Bilateral Cranial Nerve VI Palsies in Cryptococcal Meningitis, HIV, and Syphilis: A Case Report
Published Web Locationhttps://doi.org/10.5811/cpcem.2021.8.53347
Introduction: Cranial nerve (CN) VI palsy is a common complaint seen in the emergency department (ED) and has a wide range of causes. Bilateral CN VI palsies are uncommon and appear to be associated with more severe complications.
Case Report: A 29-year-old male presented to the ED from an ophthalmology office for diplopia, headache, and strabismus. He was found to have bilateral CN VI palsies and new-onset seizure in the ED. A lumbar puncture revealed cryptococcal meningitis. Additional tests revealed a new diagnosis of human immunodeficiency virus (HIV), acquired immunodeficiency syndrome (AIDS), and syphilis.
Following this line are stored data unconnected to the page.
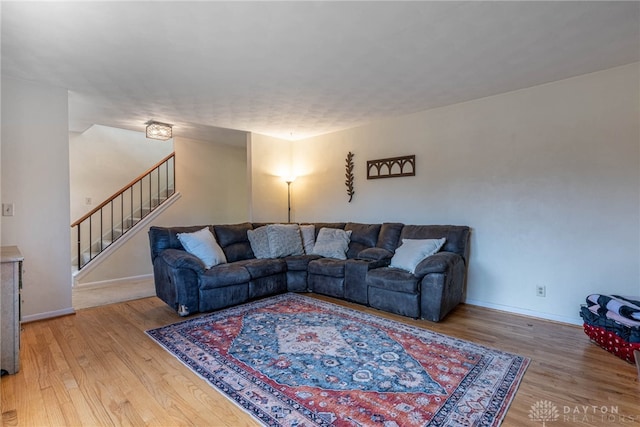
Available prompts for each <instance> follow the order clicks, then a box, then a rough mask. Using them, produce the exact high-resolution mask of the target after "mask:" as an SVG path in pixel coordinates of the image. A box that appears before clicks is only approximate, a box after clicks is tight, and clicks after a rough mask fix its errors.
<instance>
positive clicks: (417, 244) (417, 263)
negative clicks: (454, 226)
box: [390, 238, 446, 274]
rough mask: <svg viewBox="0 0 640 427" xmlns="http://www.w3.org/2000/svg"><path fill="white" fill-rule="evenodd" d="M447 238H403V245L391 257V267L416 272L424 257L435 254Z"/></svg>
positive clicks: (402, 244)
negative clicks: (426, 238)
mask: <svg viewBox="0 0 640 427" xmlns="http://www.w3.org/2000/svg"><path fill="white" fill-rule="evenodd" d="M445 240H446V239H444V238H442V239H402V245H400V247H399V248H398V249H396V253H395V254H394V255H393V257H392V258H391V264H390V266H391V267H396V268H401V269H403V270H407V271H408V272H410V273H412V274H413V273H415V271H416V267H417V266H418V264H420V261H422V260H423V259H425V258H427V257H429V256H431V255H433V254H435V253H436V252H438V251H439V250H440V248H441V247H442V245H444V242H445Z"/></svg>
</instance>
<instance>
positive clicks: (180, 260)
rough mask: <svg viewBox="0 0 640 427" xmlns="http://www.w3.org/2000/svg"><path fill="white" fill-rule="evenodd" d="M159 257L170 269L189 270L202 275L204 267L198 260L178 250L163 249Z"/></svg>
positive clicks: (204, 269) (197, 258)
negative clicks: (182, 269) (199, 273)
mask: <svg viewBox="0 0 640 427" xmlns="http://www.w3.org/2000/svg"><path fill="white" fill-rule="evenodd" d="M159 257H160V258H161V259H162V260H163V261H164V262H165V263H166V264H167V265H168V266H169V267H171V268H189V269H192V270H194V271H196V272H197V273H203V272H204V271H205V266H204V263H203V262H202V261H200V258H198V257H197V256H195V255H192V254H190V253H189V252H187V251H183V250H180V249H165V250H164V251H162V252H160V255H159Z"/></svg>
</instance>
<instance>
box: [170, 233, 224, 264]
mask: <svg viewBox="0 0 640 427" xmlns="http://www.w3.org/2000/svg"><path fill="white" fill-rule="evenodd" d="M177 237H178V240H180V244H182V247H183V248H184V249H185V250H186V251H187V252H189V253H190V254H191V255H195V256H197V257H198V258H200V260H201V261H202V263H203V264H204V266H205V267H206V268H207V270H208V269H210V268H211V267H213V266H215V265H218V264H224V263H226V262H227V258H226V256H225V255H224V252H223V251H222V248H221V247H220V245H218V242H217V241H216V238H215V237H214V236H213V234H211V231H209V228H207V227H205V228H203V229H202V230H199V231H196V232H193V233H178V234H177Z"/></svg>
Conclusion: Cryptococcal meningitis remains a life-threatening complication of HIV/AIDS. Coinfections with HIV, particularly syphilis, further complicate a patient’s prognosis as both can lead to devastating neurological sequelae. In cryptococcal meningitis, elevated intracranial pressure is a complication that can manifest as seizures, altered mental status, and cranial nerve palsies.